How the Earth is Helping us Understand Hearing Loss
Posted by Shea Hearing Aid Center on April 10, 2017
Earth provides us with the basic needs of survival: air to breathe, water to drink, food to eat and space in which to live. We know this. But what you may not know is that Earth has also provided us with key insights about hearing loss and how to achieve better hearing technologies!
How? Keep reading.
Impact of Hearing Loss
Hearing loss doesn’t just affect humans. Whales, dolphins and bats are known for utilizing sound as not only a form of communication but also to help them move around. The Washington Post recently discussed a study that shows hearing loss and interference as a serious problem for whales. An interfering noise at the right frequency or a loss of hearing can leave whales distressed, lost and possibly even unable to hunt for food. The same goes for dolphins. Proposed seismic testing in Taranaki’s Marine Mammal Sanctuary for oil could lead to permanently damaging the hearing of whales and dolphins both within and near the sanctuary. “Because dolphins navigate with sound it would be the equivalent of blinding a human,” one source stated.
Sense of Hearing
Clues about the origin and evolution of the sense of hearing can be found in a creature from the depths of the ocean – the squid. Until recently, little was known about how well a squid could hear; whether or not they relied on hearing to navigate, to sense danger or avoid marine predators. A 2012 study on the hearing and neuroanatomy of squid showcased many similarities between the hearing systems of squid and humans.

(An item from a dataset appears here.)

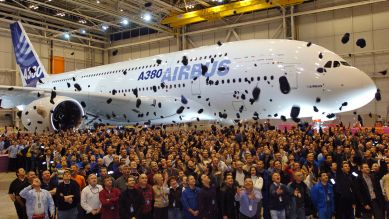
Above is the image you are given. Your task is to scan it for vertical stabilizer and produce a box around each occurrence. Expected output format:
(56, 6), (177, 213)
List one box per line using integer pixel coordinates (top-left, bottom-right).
(10, 21), (48, 87)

By testing how sensitive squid are to sounds and looking at their frequency range, we are able to use squid “ears” and hair cells as models for examining human hearing.
Step back onto land, and you’ll hear the persistent chirping of the Zebra finch. Researchers have long been interested in the male songbird’s complex vocalizations used during courtship, but a recent study revealed how finch brains recognize these vocalizations in noisy environments.
The finch’s ability to respond to birdsongs and ignore everything else is similar to our own ability to recognize speech in a noisy environment. This finding led primary researcher Frédéric Theunissen, Ph.D. and graduate student Tyler Lee to generating a computer algorithm designed to help reduce noise, which could help fine-tune hearing aids to better extract speech from noise.
In 2009, we tested the effects of noise reduction using an algorithm similar to Theunisssen and Lee’s and found an unexpected benefit. While noise reduction doesn’t make speech more understandable, it does reduce the brainpower required to process it. For someone who has trouble hearing in noisy environments, this finding can mean the difference between being part of the conversation or checking out of it.
Hearing Aid Technologies
Earth also provides us with natural elements to model our hearing aid technologies after.
On a lotus plant, water droplets form spheres and completely roll off the leaves, carrying dirt with them. Known as the Lotus Effect, this self-cleaning practice is the model for the protective hearing aid coatings, HydraShield 2 and Surface NanoShield on our NuEar hearing aids. Exposure to moisture, wax, oil and other liquids is one of the most common problems hearing aids face. Used on the receivers, battery doors and microphone covers of our hearing aids, these coatings provide resistance against these substances to help prolong hearing aid performance and help reduce hearing aid repairs.
With clues about the origin of the sense of hearing, animals who help us better understand how noise reduction works and natural elements that we can look to for innovation, Earth is helping achieve better hearing every day. It gives us the tools and resources we need to manufacture and deliver advanced hearing solutions, bring people together and ultimately enrich the lives of individuals with hearing loss.